Весь этот фарфорово-майоликовый мир казался ему смешным, агрессивным и бессмысленным. Ведь мать - он был в этом уверен, - заставляя полки шкатулочками, статуэтками и кашпо с золотым или бирюзовым ободком, хотела всего только поразить гостей, но их салоны тоже ломились от подобных богатств, и оттого ее затея утрачивала всякий смысл. Но о чем теперь, в сумерках, когда небо над холмами, остывая после жаркого дня, наливалось густым багрянцем, похожим на далекое зарево, напоминали ему эти безделушки? О глупой ребячьей смелости, позволяющей наплевательски относиться к окружающему миру, подкрепленной безрассудным пренебрежением к неведомому? О нагловатом нежелании считаться с внешними силами? Беря в руки эти игрушки из бронзы, латуни, майолики, слоновой кости, он чувствовал, что его начинают раздражать картины Нольде, Кокошки, Кольвиц, хотя когда-то он восхищался этой судорожно-красной и мертвенно-фиолетовой живописью. Неужели те кричащие со стен маленьких берлинских галерей полотна не оповещали нервным шифром своих красок о том, что есть только боль, что ничего нельзя будет избежать, что нет ни жалости, ни милосердия?
Он смотрел на буковый лес с темными вкраплениями сосен, на небо, по которому ползли облака, похожие на пушистые распуколки вербы, - и все это, превращаясь в равнодушную музыку красок, проникало в сердце, вытесняя давние страхи. Душа отгораживалась от картины целого. Всякое воспоминание о мало-мальски пространном пейзаже мгновенно изгонялось. Глаз желал видеть только мелкие, отдельные, особняком существующие предметы: букашку, карабкающуюся по абажуру, рисовое зернышко в щели между половицами, кленовый листок с ржавыми краями, прилипший к стеклу, выглядывающую из-за подоконника веточку боярышника, каплю росы на паутине в углу окна.

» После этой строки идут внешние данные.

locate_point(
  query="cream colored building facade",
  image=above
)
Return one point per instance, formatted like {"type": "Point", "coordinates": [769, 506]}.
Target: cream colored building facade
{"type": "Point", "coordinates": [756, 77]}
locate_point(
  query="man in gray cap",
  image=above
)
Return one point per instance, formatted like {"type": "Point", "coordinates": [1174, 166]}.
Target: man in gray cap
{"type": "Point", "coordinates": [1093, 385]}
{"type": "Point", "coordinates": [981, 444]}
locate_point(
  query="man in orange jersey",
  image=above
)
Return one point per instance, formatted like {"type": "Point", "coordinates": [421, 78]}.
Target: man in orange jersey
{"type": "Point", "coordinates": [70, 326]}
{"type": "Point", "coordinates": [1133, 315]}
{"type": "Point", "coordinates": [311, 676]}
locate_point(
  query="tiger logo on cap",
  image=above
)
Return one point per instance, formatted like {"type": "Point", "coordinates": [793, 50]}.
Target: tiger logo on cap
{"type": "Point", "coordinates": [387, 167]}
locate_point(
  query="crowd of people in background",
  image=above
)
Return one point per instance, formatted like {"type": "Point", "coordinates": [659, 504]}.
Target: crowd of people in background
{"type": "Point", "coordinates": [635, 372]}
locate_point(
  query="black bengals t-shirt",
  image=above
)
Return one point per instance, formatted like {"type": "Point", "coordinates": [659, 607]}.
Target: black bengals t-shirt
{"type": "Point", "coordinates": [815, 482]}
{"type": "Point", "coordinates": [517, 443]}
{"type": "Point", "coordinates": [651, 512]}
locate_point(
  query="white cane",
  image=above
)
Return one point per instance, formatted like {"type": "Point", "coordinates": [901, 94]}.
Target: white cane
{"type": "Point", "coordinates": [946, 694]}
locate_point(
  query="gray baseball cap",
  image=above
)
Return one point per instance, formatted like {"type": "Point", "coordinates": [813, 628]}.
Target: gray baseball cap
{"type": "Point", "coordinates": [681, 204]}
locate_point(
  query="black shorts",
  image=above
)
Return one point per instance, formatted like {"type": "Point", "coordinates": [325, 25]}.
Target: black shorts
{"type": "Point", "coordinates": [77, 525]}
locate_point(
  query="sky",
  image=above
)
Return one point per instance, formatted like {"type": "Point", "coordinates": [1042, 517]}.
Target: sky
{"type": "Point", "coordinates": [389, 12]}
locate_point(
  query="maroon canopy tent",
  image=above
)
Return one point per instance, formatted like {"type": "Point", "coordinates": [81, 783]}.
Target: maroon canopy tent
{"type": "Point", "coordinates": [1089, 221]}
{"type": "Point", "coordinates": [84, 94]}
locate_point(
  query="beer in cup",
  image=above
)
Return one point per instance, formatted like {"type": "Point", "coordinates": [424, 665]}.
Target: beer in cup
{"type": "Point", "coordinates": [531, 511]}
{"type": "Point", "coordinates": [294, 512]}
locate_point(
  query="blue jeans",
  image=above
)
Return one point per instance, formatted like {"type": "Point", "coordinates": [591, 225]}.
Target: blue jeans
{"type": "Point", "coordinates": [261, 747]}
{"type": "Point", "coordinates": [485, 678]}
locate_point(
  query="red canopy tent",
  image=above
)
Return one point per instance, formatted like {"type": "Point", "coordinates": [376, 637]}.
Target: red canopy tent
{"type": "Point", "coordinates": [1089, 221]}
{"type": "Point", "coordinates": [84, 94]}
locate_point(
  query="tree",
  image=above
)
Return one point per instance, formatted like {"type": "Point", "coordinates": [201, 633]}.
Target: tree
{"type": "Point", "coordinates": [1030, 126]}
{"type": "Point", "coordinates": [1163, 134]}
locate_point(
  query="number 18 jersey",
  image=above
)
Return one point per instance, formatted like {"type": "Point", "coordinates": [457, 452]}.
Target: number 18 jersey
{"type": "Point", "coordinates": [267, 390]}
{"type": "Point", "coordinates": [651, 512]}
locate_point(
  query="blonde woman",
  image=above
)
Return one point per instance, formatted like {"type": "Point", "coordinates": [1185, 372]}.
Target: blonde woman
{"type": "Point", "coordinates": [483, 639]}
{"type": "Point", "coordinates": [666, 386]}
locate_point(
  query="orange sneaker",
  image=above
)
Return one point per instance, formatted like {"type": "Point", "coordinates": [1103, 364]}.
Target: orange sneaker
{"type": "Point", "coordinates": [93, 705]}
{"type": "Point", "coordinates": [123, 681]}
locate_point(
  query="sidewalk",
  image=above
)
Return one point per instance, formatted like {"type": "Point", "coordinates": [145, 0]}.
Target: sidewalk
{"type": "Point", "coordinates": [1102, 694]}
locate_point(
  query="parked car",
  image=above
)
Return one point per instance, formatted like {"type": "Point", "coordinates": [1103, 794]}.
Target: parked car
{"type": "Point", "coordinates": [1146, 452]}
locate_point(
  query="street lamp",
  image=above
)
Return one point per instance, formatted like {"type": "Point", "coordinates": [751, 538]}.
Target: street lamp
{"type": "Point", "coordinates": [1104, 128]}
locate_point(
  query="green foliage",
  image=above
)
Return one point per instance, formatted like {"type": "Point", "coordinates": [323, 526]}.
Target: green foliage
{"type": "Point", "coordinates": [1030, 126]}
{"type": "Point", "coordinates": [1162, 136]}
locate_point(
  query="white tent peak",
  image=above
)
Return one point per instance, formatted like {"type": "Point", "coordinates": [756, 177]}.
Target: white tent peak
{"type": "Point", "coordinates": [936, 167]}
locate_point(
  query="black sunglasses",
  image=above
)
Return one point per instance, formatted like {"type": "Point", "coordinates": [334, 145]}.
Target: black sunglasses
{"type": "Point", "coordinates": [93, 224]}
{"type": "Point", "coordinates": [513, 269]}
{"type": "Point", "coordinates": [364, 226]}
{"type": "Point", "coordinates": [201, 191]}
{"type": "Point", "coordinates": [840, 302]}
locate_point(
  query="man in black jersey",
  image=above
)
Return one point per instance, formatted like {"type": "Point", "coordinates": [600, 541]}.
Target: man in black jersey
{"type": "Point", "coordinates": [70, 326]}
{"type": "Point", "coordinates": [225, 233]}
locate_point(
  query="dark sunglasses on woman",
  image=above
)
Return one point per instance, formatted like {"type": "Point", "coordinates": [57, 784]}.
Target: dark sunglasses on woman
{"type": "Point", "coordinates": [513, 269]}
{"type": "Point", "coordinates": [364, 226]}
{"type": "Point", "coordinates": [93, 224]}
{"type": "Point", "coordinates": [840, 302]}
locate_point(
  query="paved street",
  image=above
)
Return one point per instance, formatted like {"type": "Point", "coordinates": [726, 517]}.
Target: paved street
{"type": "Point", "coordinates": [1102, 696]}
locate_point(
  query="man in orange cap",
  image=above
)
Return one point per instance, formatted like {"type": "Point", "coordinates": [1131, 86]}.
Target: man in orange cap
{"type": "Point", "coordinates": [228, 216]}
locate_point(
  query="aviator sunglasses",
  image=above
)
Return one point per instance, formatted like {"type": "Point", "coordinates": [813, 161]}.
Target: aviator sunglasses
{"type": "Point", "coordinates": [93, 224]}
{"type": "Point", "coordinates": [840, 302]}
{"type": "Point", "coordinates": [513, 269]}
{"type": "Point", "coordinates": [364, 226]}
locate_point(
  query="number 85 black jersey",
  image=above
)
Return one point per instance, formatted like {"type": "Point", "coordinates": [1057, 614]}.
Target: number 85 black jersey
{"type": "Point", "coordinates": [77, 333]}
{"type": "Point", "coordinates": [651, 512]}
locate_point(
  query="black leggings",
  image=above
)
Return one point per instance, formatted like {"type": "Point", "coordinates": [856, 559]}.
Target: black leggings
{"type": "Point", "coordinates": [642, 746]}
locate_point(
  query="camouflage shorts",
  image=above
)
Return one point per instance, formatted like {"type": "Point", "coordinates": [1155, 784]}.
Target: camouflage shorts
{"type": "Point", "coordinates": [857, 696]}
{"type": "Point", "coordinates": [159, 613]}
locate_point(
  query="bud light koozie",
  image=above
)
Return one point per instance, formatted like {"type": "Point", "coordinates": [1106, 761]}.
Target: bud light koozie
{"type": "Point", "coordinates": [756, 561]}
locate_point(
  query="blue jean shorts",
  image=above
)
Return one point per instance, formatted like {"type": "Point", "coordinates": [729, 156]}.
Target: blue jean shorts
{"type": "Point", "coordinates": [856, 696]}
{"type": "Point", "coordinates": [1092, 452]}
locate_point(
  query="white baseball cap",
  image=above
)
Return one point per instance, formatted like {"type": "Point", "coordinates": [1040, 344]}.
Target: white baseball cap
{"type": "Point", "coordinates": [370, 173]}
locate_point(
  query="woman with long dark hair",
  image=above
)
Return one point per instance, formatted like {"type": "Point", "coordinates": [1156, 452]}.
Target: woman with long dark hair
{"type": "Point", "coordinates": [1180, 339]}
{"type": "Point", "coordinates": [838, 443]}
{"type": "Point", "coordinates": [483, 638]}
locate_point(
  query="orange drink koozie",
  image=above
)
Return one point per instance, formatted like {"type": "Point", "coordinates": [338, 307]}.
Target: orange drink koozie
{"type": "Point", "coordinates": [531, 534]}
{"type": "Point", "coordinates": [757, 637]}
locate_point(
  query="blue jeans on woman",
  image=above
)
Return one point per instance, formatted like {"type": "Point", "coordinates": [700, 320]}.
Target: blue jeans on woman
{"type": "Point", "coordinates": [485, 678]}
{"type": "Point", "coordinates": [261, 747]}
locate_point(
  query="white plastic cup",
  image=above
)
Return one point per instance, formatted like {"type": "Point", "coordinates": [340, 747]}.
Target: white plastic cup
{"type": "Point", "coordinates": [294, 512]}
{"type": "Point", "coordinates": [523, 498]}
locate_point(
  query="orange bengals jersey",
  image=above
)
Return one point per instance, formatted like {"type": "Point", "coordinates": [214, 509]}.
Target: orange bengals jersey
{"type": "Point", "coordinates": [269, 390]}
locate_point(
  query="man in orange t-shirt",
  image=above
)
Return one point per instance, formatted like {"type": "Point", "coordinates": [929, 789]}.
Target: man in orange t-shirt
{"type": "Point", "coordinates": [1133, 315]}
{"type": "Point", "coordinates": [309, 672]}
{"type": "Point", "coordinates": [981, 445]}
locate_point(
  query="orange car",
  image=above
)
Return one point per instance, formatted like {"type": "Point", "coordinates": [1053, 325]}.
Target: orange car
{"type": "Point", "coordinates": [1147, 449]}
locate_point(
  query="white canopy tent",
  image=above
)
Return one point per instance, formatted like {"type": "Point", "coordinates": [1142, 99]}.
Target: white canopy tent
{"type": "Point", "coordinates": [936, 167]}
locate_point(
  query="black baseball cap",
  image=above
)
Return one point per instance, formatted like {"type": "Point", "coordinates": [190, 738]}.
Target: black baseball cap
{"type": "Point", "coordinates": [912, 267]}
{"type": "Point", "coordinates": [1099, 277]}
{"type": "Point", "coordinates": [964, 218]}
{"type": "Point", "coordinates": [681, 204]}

Мысль избегала картины целого, потому что этим целым были те образы, то потемневшее море, та пристань, тяжелые тучи, длинная полоса пляжа между Нойфарвассером и Цоппотом, свинцового цвета вода, белый мол в Глеткау и красивый прогулочный пароходик с черной надписью на борту...
Но те образы упорно возвращались, пробивались сквозь сумеречный свет за окном. Мысль отступала в прошлое, медленно углублялась в темные ландшафты, вновь посещала леса в Шварцвальде, где тогда, в тот год, когда это случилось, он блуждал в одиночестве, терзаемый отчаянием и болью. Сейчас, не испытывая никаких чувств, он снова блуждал в воспоминаниях среди тех исполинских деревьев, похожих на черные храмовые колонны. Ощущал холод упирающихся в небо каменных стен, которые, когда он шел вдоль ручья, окружали его сырым мраком. Помнил прикосновение тумана, когда горы, расступившись, открыли перед ним огромную долину, исчерченную корявыми стволами, где заросли папоротников были глубоки, как зеленые болота, а на поросшей темным мохом скале возвышалось одинокое распятие. Он мысленно возвращался на желтые песчаные кручи Ругии, которые, когда он стоял на склоне под сводом сосен, с безжизненным шелестом оползали в бурое волнующееся море. И, погружаясь в эти мрачные пульсирующие воспоминания, вдруг понимал: то, что тогда произошло, произошло неспроста, а специально для того, чтобы он мог застыть в своей полужизни, сковавшей душу и запретившей ей воспринимать голоса мира. Он чувствовал, что можно так жить. Он хотел так жить, и его сердце заливала волна отвращения и враждебности. Он не боролся с этими чувствами. Утопал в них, как в черной воде, исступленно, ненавидяще, хотя не знал, кому предназначена его ненависть.
Клиника Лебенштайнов
В середине декабря - не прямо, а через госпожу Штайн, которую в ее квартире на Кленовой посетил датский матрос с пришвартованного в Гдыне судна, - Ханеман получил письмо от ассистента Реца. Чем был сильно удивлен: он думал, Реца нет в живых. Рец между тем писал из Ганновера, что поселился у родственников в Бремене и собирается заняться врачебной практикой.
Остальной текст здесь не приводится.